Air mulai menghampiriku saat seorang prajurit meneriaki adanya banjir. "ugh... terpaksa kita harus meninggalkan kastil, semuanya! Kita mundur!" teriak Ayah sambil menaiki Red Hare. Aku dan Kakak-kakakku menaiki kuda kami masing-masing terkecuali dengan Kak Ping.

"Ayah pergilah! Aku akan menjaga kastil!"

"Kak Ping-" "Tidak Yinping! Pergilah bersama Ayah! Kau harus menjaganya, Ayah membutuhkanmu!" aku ingin sekali bersama Kak Ping tetapi dia menghentikanku hanya saja. Aku tidak ingin meninggalkan dia sendirian di kastil. "Ini, ambilah ikat kepalaku. Ini adalah janjiku."

"Pergilah, aku janji akan kembali dengan selamat."

"Kita harus cepat Yinping!" Kak Suo menarik tali kendali kudaku dan meninggalkan Kak Ping yang sudah masuk kedalam kastil sendirian dan tertutup.

"Maafkan aku... tetaplah selamat, anakku..." itulah yang di katakan Ayahku walau jarakku tidak terlalu dekat dengannya tetapi aku masih bisa mendengarnya.

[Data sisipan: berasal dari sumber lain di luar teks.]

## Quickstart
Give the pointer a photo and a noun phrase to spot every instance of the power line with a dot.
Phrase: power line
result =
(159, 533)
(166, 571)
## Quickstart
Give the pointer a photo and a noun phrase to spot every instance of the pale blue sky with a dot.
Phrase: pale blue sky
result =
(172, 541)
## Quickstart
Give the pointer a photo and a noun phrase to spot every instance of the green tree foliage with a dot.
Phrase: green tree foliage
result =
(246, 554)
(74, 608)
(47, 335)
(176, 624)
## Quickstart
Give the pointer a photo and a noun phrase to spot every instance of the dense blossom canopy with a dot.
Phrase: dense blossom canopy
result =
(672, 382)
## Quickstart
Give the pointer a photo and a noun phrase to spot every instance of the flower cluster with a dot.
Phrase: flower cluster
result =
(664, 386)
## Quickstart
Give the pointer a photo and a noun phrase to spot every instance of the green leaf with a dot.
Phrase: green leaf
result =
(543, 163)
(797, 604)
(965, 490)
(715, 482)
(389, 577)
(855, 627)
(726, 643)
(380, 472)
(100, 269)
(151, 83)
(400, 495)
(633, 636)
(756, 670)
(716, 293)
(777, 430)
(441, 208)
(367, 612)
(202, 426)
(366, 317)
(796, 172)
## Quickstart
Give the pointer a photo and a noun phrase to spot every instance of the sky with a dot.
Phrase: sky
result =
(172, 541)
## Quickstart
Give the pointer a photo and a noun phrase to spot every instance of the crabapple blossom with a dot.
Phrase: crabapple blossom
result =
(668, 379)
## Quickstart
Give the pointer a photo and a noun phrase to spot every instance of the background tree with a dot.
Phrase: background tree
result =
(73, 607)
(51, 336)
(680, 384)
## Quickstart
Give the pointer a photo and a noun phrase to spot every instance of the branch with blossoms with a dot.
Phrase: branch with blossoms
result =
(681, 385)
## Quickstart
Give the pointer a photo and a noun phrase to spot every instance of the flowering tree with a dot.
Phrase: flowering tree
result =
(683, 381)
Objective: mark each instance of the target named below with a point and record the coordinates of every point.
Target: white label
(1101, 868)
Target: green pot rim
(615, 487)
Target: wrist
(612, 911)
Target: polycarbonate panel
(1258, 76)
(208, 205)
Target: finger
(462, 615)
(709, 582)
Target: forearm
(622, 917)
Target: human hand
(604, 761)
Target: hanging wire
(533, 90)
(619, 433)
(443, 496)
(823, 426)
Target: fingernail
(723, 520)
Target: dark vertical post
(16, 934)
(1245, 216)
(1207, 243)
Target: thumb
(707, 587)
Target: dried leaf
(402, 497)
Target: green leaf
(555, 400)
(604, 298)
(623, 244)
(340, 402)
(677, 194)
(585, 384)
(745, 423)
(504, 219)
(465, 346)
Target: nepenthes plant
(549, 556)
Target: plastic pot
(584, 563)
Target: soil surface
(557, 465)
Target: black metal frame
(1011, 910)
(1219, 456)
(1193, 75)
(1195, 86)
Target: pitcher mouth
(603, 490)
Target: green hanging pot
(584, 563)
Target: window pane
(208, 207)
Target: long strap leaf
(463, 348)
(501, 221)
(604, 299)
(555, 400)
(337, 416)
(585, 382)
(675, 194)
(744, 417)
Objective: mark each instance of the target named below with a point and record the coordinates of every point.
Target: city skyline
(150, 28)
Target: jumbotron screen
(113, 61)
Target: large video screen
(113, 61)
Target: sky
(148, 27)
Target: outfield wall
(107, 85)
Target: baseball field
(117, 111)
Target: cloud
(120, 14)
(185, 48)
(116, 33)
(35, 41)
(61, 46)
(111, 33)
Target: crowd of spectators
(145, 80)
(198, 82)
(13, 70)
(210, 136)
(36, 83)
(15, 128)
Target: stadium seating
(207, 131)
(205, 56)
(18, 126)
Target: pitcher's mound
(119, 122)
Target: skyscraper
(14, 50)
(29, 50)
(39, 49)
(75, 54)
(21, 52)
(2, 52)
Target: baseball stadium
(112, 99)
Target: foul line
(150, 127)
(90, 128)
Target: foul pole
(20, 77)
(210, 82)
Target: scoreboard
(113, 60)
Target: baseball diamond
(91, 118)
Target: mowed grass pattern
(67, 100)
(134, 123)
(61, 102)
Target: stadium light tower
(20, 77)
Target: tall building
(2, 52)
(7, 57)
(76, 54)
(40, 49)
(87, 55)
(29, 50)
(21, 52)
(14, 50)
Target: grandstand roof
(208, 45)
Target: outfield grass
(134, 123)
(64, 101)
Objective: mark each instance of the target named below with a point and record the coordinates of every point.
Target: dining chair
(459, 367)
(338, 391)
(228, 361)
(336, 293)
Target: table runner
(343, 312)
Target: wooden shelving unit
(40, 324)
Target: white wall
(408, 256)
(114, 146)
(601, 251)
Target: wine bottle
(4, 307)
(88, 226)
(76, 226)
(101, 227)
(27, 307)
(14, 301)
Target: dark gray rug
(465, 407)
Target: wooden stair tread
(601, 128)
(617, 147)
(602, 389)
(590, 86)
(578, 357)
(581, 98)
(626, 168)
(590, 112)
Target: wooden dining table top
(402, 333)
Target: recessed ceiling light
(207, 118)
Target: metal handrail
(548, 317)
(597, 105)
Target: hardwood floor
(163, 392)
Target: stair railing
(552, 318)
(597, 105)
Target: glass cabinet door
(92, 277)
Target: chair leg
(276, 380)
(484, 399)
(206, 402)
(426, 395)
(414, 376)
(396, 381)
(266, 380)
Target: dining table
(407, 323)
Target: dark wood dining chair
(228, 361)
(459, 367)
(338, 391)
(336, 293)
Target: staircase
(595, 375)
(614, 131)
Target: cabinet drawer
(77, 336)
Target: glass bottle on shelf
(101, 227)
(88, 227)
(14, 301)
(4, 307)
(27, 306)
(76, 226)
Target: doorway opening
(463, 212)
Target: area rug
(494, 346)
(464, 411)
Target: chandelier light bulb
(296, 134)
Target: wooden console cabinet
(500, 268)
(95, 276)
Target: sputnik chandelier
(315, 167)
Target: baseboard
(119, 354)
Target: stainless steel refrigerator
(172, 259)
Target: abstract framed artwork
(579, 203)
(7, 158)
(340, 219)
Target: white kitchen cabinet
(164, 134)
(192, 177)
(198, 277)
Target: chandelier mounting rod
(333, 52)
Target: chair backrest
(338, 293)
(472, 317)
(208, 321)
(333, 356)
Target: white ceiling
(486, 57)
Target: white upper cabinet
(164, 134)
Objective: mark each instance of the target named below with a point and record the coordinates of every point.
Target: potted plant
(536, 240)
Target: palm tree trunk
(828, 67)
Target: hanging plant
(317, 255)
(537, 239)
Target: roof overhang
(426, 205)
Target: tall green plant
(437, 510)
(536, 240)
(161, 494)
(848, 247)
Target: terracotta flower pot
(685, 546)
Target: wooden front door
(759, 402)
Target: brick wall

Aku, Ayah dan kedua Kakakku terus menunggangi kuda kami, aku terus menghantamkan senjataku ke para prajurit di bawahku. Sampai di tengah perjalanan...

"Guan Yu! Kau pikir kau bisa pergi dengan bebas?! Akan kupastikan kepalamu terpisah dari tubuhmu!"

"Sebuah Ambush!? .. aku harus membereskan ini!"

Aku melompat dari kudaku dan membunuh semua prajurit yang mengahalangiku. Tidak peduli dengan teriakan Kakakku untuk tidak bertindak sendirian. Mungkin saja setelah ini sebuah ocehan akan keluar dari mulut Ayahku dan Kakak – kakakku.

SRET

"Ahk!"

Sial aku lengah!

"Berani sekali seorang gadis kecil bermain di tengah peperangan ini. Aku akan menghukummu agar kau sadar betapa menyeramkannya medan peperangan ini." Laki-laki sipit sialan ini, karenanya tangan kananku sampai tergores olehnya dah mengeluarkan cukup banyak darah.

Dengan tangan kanan yang terluka ini aku tidak bisa menggunakan senjataku, jika saja aku kidal mungkin aku bisa menghancurkan kepala laki – laki sipit ini dengan tangan kiriku. Dan sialnya diriku ini, aku tersandung oleh mayat prajurit yang sudah aku bunuh tadi. "ugh..."

"Hyaaaaaatttt!" aku memejamkan mataku dan menunggu senjatanya yang tajam itu menusuk tubuhku ini... aku tidak ingin mati!

.

.

.

.

.

Aneh...

Aku tidak merasakan rasa sakit apapun...

Apa mungkin aku tidak sadar dan tidak bisa merasakan rasa sakitnya? Atau mungkin...

Aku membuka mataku perlahan dan kulihat ada seorang pria besar di depanku, pandanganku sedikit buram tapi aku berusaha untuk membuat pandanganku lebih baik. Dan pria besar itu adalah. Ayahku.

"Ayah!"

"Berdirilah Yinping!" dia menangkis serangan pria sipit itu, dan mendorong pria itu beserta prajurit parajuritnya yang ada di belakangannya. Hebat.

Aku berusaha bangun tapi sepertinya kakiku terkilir, "Uuuggghhhh... a-aku tidak bisa...!" "Bertahanlah!" sontak, Kak Suo menggendongku dan mendudukiku di kudanya lalu diikuti oleh Kak Suo.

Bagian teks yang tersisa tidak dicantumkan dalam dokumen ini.